Billroth II gastrectomy poses a challenge for the endoscopist performing endoscopic
retrograde cholangiopancreatography (ERCP). The papilla appears in a reversed position
in the endoscopic view, making cannulation more difficult ([Fig. 1 ], [2 ]). The initial problem usually encountered is that of finding the afferent loop and
advancement of the duodenoscope to the papillary area. Negotiating the stoma and the
afferent limb is a recognized cause of bowel perforation [1 ]
[2 ]. The use of forward-viewing endoscopes can be sometimes helpful for ERCP in these
patients [3 ], and perforation has rarely been reported when these instruments are used. Nevertheless,
some of the duodenoscope’s properties (e. g. the elevator) are sometimes necessary
for biliary or pancreatic interventions in patients with Billroth II gastrectomies.
A simple technique for reaching the papillary area in patients with this type of gastrectomy
is described here.
Fig. 1 In patients with Billroth II anatomy, the papillary area is reached from below.
Fig. 2 In patients with a Billroth II gastrectomy, the ampulla is seen in a reversed position
in the duodenoscopic view.
With the patient in the prone position for ERCP, a forward-viewing, routine gastroscope
is passed into the stomach and the afferent limb is intubated to its end.

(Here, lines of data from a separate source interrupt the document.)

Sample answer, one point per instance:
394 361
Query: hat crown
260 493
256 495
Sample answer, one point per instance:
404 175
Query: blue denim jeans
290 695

A Savary
guide wire is passed through the working channel of the endoscope. The gastroscope
is then removed, leaving the guide wire in place ([Fig. 3 ]). The duodenoscope is then passed alongside the Savary guide wire. In the stomach,
the guide wire marks the path to the afferent limb. With the aid of fluoroscopy and
the endoscopic view, the dudenoscope is then pushed forward, following the guide wire.
In order to avoid perforation, the endoscopist should be careful not to straighten
the limb forcibly.
Fig. 3 This radiographic view shows a Savary guide wire that has been left in place in the
afferent limb of a Billroth II gastrectomy. This guide wire marks the route to the
papillary area and facilitates the advancement of a duodenoscope for endoscopic retrograde
cholangiopancreatography.
The scope is advanced partly by gently pushing and withdrawing, by torquing the shaft
with the hand, using the wheels as little as possible. Advancing the scope side-by-side
with the guide wire has proved to be more useful than backloading it in the duodenoscope
channel and gliding the instrument over the guide wire. The endoscope can usually
be placed in front of the papilla quite quickly using this method.